Mirbelia densiflora
- Conservation status: Priority Three — Poorly Known Taxa (DEC)

Scientific classification
- Kingdom: Plantae
- Clade: Tracheophytes
- Clade: Angiosperms
- Clade: Eudicots
- Clade: Rosids
- Order: Fabales
- Family: Fabaceae
- Subfamily: Faboideae
- Genus: Mirbelia
- Species: M. densiflora
- Binomial name: Mirbelia densiflora C.A.Gardner

= Mirbelia densiflora =

- Genus: Mirbelia
- Species: densiflora
- Authority: C.A.Gardner
- Conservation status: P3

Species of legume

Mirbelia densiflora is a species of flowering plant in the family Fabaceae and is endemic to the south-west of Western Australia. It is an erect or straggling shrub that typically grows to a height of 0.2–1 m and has yellow or orange flowers from October to January. It was first formally described in 1942 by Charles Gardner in the Journal of the Royal Society of Western Australia.
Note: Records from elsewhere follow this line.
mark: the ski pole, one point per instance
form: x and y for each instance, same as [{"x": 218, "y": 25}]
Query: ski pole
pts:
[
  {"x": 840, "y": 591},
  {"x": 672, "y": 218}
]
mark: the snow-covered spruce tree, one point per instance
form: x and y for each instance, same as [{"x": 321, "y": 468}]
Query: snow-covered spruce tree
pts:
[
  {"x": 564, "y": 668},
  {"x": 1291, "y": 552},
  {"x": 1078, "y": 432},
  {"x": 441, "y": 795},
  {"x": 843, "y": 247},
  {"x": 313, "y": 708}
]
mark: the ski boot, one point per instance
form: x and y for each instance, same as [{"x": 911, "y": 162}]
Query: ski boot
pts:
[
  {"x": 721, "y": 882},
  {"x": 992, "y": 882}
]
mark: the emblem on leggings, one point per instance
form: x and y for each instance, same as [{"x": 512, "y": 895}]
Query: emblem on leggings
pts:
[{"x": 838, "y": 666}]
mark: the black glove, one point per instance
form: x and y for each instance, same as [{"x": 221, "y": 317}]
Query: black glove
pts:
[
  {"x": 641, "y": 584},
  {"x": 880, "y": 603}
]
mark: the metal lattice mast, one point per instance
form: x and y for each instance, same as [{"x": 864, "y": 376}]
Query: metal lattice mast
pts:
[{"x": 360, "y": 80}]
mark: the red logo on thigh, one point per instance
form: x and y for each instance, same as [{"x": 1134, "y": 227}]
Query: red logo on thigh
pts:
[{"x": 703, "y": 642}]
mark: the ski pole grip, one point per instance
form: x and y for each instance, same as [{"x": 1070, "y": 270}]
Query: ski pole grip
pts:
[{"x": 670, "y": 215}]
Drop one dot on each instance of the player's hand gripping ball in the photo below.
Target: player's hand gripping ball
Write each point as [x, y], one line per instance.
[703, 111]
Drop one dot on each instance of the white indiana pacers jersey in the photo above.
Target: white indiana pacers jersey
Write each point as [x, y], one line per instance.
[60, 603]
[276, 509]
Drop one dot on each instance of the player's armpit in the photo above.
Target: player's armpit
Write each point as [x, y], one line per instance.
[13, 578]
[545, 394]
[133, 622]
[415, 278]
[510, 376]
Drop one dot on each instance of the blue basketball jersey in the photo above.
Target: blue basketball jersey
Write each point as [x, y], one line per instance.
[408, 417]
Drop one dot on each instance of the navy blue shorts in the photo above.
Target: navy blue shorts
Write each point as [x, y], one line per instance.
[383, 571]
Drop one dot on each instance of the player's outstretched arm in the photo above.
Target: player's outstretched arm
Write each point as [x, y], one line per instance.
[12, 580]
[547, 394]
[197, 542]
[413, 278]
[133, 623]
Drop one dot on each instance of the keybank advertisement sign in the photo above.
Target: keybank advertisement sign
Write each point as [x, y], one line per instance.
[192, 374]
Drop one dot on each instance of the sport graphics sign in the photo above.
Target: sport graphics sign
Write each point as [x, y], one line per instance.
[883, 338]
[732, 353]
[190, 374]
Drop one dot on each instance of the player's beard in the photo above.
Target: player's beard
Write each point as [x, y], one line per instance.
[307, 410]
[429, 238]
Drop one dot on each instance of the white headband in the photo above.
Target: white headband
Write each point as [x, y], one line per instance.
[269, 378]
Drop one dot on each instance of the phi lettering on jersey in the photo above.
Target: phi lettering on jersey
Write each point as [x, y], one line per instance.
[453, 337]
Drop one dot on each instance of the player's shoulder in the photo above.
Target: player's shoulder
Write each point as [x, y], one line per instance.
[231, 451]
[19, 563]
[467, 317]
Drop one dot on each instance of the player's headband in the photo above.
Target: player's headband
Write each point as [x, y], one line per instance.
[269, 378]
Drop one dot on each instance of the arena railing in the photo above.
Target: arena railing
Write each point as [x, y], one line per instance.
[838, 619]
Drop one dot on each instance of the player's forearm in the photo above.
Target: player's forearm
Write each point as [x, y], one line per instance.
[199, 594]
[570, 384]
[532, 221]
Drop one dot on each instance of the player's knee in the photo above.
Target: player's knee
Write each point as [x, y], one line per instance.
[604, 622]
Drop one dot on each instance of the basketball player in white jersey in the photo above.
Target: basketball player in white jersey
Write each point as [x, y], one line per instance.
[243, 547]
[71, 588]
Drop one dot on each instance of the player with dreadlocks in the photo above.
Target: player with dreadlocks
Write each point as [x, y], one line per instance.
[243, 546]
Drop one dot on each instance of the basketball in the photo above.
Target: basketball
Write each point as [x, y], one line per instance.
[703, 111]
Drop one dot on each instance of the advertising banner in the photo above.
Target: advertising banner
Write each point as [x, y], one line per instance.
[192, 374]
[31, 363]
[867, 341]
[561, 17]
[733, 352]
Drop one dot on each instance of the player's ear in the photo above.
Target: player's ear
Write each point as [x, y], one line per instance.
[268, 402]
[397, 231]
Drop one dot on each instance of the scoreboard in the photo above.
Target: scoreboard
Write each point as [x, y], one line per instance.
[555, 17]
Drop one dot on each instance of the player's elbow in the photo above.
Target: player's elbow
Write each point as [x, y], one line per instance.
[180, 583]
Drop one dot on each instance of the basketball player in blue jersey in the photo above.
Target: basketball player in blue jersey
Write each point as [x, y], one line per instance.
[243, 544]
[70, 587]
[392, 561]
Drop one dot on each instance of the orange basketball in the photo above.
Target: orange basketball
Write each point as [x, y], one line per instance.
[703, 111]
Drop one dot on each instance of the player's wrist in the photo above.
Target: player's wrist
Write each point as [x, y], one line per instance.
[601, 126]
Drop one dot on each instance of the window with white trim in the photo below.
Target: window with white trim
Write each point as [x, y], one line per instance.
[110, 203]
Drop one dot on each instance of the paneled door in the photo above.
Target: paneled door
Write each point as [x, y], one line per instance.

The specific epithet (densiflora) means "crowded-flowers". This mirbelia grows on ridges and plains in the Coolgardie and Mallee bioregions of south-western Western Australia, and is listed as "Priority Three" by the Government of Western Australia Department of Biodiversity, Conservation and Attractions, meaning that it is poorly known and known from only a few locations but is not under imminent threat.